Not like we didn’t see this coming. Today Microsoft and NetApp announces a three-year alliance on virtualization, cloud computing and storage management.
The pact includes joint product development, technical integration, sales and marketing activities.
Finally the Hyper-V enterprise users will have a solid alternative to Microsoft Data Protection Manager (DPM) for virtual machines live backup when using the Cluster Shared Volume (CSV) technology.
The two companies together will release architecture blueprints for disaster recovery with virtualization (like this one), snap-ins to manage the NetApp storage inside the Hyper-V console, management packs for System Center Operations Manager (SCOM).
On top of this NetApp will work with the recently formed team that is working on the Microsoft Infrastructure-as-a-Service (IaaS) offering, to be the storage partner of choice when Azure customers ask for private clouds solutions.

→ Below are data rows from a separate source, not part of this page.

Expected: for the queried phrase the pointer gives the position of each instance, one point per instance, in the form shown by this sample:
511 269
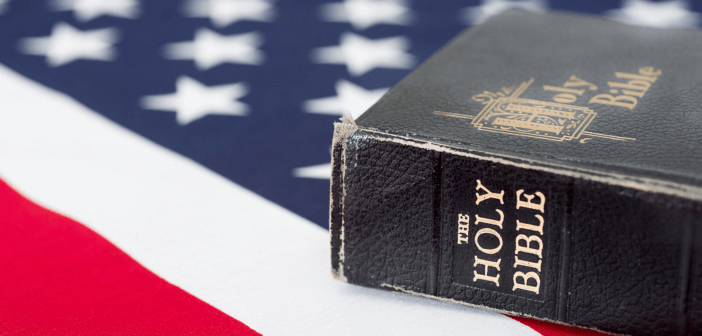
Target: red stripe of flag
59 277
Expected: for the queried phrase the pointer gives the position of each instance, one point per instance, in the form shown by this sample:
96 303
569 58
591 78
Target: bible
542 165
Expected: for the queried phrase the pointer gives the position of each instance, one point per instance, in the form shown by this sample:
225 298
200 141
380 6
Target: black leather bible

NetApp is a major storage partner of VMware, which spent remarkable effort in these years to persuade the customers that its products can integrate with VI (and now vSphere) much better than the ones offered by the VMware’s parent company EMC. For NetApp, VMware is a cash cow, despite EMC.
Nonetheless, the vendor now announces that it’s ready to become a major partner of Microsoft too, not just by supporting Hyper-V and System Center Virtual Machine Manager (SCVMM), but by signing a long-term agreement which even involves Azure.
This is just another effect of the VMware/Cisco/EMC (VCE, aka Virtual Compute Environment) coalition.
Pretty much like the acquisition of 3Com from HP. And the many more that will likely come.